眸光落在那白玉兰茶盏上,凤阗眸光变了变,终是将茶盏端起。
“六王爷,你连我都计算?”这个白玉兰茶盏是他在六王府的专属物件,每每他前来,都是用这个茶盏为他看茶,没想到,他方才拂去的那个根本就是普通的白玉茶盏,可见对方不仅料到他会来,还料到了他会气急败坏。
“凤阗,你可记得这白玉兰茶盏的由来?”拨弄着茶盖,滤去上面的片片浮叶,慕容南宇神色中显现一抹凌厉:“你不在乎,但本王却是在算计着护住你我兄弟情谊。”
“六王爷!”看着他手中蓝玉雕刻的梅叶茶盏,凤阗神色缓和几分。
往日他二人感情很好,一起去寺庙内求来的这被慧远大师开过光的玉茶盏,并约定,这玉茶盏是他们二人兄弟情谊的象征,再怎么争执,都不会动手去摔那玉茶盏,因为那样就代表他们兄弟情谊碎了。

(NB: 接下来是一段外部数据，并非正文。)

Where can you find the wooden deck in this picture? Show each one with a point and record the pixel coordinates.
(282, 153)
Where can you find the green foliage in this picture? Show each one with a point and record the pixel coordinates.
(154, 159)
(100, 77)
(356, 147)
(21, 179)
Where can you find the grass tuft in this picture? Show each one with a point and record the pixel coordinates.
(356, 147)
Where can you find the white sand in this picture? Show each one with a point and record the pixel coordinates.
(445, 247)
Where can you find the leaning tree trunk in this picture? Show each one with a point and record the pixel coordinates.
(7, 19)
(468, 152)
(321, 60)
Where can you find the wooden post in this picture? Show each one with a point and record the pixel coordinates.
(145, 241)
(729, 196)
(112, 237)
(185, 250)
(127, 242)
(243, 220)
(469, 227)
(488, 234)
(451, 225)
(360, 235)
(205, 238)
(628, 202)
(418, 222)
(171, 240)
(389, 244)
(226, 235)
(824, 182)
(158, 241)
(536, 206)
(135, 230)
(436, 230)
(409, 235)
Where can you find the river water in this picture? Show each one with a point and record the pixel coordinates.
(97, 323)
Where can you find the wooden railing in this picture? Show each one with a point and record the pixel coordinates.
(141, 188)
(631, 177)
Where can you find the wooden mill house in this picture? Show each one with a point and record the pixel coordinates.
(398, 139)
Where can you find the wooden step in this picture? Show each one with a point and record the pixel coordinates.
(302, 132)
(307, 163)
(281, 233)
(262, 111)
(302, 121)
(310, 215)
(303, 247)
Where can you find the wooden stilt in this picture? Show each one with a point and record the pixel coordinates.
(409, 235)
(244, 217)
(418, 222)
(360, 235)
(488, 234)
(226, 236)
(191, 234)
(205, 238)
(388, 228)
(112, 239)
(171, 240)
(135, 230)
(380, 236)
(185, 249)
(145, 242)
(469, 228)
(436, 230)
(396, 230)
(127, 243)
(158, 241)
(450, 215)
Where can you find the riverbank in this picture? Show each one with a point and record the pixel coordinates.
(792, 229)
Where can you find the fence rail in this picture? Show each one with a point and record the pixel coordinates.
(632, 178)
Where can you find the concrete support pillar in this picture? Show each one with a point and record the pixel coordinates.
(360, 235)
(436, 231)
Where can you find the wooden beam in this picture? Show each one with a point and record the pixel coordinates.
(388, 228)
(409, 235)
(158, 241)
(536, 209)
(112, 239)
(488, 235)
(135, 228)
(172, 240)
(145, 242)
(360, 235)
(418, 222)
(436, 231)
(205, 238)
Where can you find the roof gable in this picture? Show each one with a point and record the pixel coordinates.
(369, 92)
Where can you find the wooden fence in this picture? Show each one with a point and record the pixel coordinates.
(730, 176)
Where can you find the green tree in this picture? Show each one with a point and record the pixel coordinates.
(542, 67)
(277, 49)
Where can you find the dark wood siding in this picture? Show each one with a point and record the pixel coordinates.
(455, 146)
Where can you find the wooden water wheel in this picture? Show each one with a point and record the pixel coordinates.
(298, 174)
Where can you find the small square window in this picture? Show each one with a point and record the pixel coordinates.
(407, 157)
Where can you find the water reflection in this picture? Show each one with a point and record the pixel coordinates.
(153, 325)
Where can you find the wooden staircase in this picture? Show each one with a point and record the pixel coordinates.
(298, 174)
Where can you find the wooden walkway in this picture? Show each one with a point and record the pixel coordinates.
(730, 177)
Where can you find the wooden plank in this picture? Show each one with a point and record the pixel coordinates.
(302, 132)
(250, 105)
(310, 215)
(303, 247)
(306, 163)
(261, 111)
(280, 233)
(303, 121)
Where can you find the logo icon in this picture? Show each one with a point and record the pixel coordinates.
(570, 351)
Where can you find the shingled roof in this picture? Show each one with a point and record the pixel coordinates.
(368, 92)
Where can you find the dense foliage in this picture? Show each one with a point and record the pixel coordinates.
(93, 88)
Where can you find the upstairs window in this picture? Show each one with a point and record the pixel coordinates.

“都下去吧,没本王命令,闲杂人等不得靠近!”蓝衣一拂,身后众人悄无声息地退了下去。
“南宇,你还当我凤阗是好兄弟吗?”眸光沉沉地看着那淡然如斯的男子,凤阗眼中满是痛色:“盈儿是我一母同胞的妹妹,就当我求你,离她远点,她已经够苦的了!”
闻言,慕容南宇勾唇,一字一句徐徐道:“凤阗,这里没外人,这是在外人面前的说法!”
“……”凤阗一窒,看他的眸光带着陌生:“南宇?”
“凤阗,她既不是你一母同胞的妹妹,你又何须如此呢?”长指在桌面上有节奏地敲击,慕容南宇神色淡然得近乎可怕,口中所吐之言更是叫凤阗感到窒息:“你的生母金雅只是掩护罢了,被剖腹而死,你不该恨吗?你比虞氏更该痛恨盈儿,不是吗?”
“上一辈的事情与她无关,她那时才刚出生,所有的阴谋诡计,都不是她所想所愿的!”颓然地垂下手,凤阗眼底一片萧条:“南宇,你忘了你和她的关系了吗?你不当这么对她!”
“本王记得很清楚,所以本王只想好好爱她,弥补这十七年来对她的亏欠!”淡然的语调不带一丝情感,薄唇一张一合,像是被扯线的诅咒木偶,周身泛着叫人心惊的气息:“凤阗,本王将续命丹都给她了,可见本王是用性命来爱护她!”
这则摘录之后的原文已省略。